A few years ago, I tried out the Google AIY “Voice” and “Vision” kits. They featured very novel hardware but that alone was not enough. Speaking as someone not already well-versed in AI software of the time, there was not enough documentation support to get people like me onboard to do interesting things with that novel hardware. People like me could load the default demo programs, we could make minor modifications to it, but using that hardware for something new required climbing a steep learning curve.
At one point I mounted the box to my Sawppy rover’s instrument mast, indicating my aspirations to use it for rover vision, but I never got much of anywhere.
The software stack also left something to be desired, as it built on top of Raspberry Pi OS but was fragile and easily broken by Raspberry Pi updates. Reviewing my notes, I realized I published my notes on AIY Voice but the information on AIY Vision was still sitting in my “Drafts” section. Oops! Here it is for posterity before I move on.

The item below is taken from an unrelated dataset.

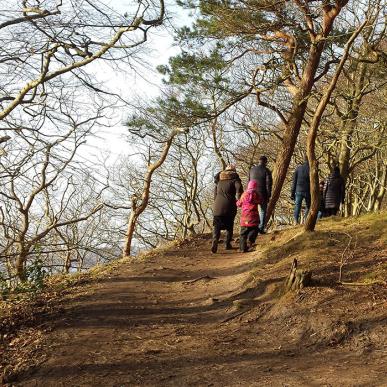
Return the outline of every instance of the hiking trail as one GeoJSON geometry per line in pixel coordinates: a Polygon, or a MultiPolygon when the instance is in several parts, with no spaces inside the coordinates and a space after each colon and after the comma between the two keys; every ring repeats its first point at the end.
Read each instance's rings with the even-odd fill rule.
{"type": "MultiPolygon", "coordinates": [[[[44,325],[39,364],[12,385],[386,385],[382,347],[345,344],[358,325],[333,318],[353,307],[353,292],[361,302],[373,288],[321,286],[278,301],[290,266],[262,258],[271,239],[260,236],[255,252],[211,254],[201,236],[118,265],[63,298],[44,325]]],[[[369,313],[383,340],[385,315],[369,313]]]]}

The product packaging is wonderful. This was from the era of Google building retail products from easily recycled cardboard. All parts were laid out and neatly labeled in a cardboard box.
There was no instruction booklet in the box, just a pointer to assembly instructions online. While fairly easy to follow, note that instructions were written for people who already know how to handle bare electronic circuit boards. Handle the circuit boards by the edges and avoid touching components (especially electrical contacts) and such. Complete beginners unaware of basics might ruin their AIY kit.
From a hardware architecture perspective, the key is the AIY Vision bonnet that sat on top of a Raspberry Pi Zero WH. (W = WiFi, H = with presoldered header pins.) In addition to connection with all Pi Zero GPIO pins, it also connects to the Pi camera connector for direct access to camera feed. (Normal data path: Camera –> Pi Zero. AIY Vision data path: Camera –> Vision Bonnet –> Pi.) In addition to the camera, there is a piezo buzzer for auditory feedback, a standalone green LED to indicate camera is live (“Privacy LED”), and a big arcade-style button with embedded LEDs.
Once assembled, we could install and run several visual processing models posted online. If we want to go beyond that, there are instructions on how to compile trained TensorFlow models for hardware accelerated inference by the AIY Vision Bonnet. And if those words don’t mean anything (it didn’t to me when I played with the AIY Vision) then we’re up a creek. That was bad back then, and now that a few years have gone by, things have gotten worse.
- The official Google AIY system images for Raspberry Pi hasn’t been updated since April 2021. And we can’t just take it and pick up more recent updates, because that breaks bonnet functionality.
- The vision bonnet model compiler is only tested to work on Ubuntu 14.04, whose maintenance updates ended in 2019.
- Example Python code is in Python 2, whose support ended January 1st, 2020.
- Example TensorFlow information are for the now-obsolete TensorFlow 1. TensorFlow 2 was a huge breaking change, and it takes a lot of work — not to mention expertise — to migrate from TF1.x to TF2.
All of these factors together tell me the Google AIY Vision bonnet has been left to the dusty paths of history. My unit has only ever ran the default “Joy Detection” demo, and I expect this AIY Vision Bonnet will never run anything else. Thankfully, the rest of the hardware (Raspberry Pi Zero WH, camera, etc.) should have better prospects of finding another use in the future.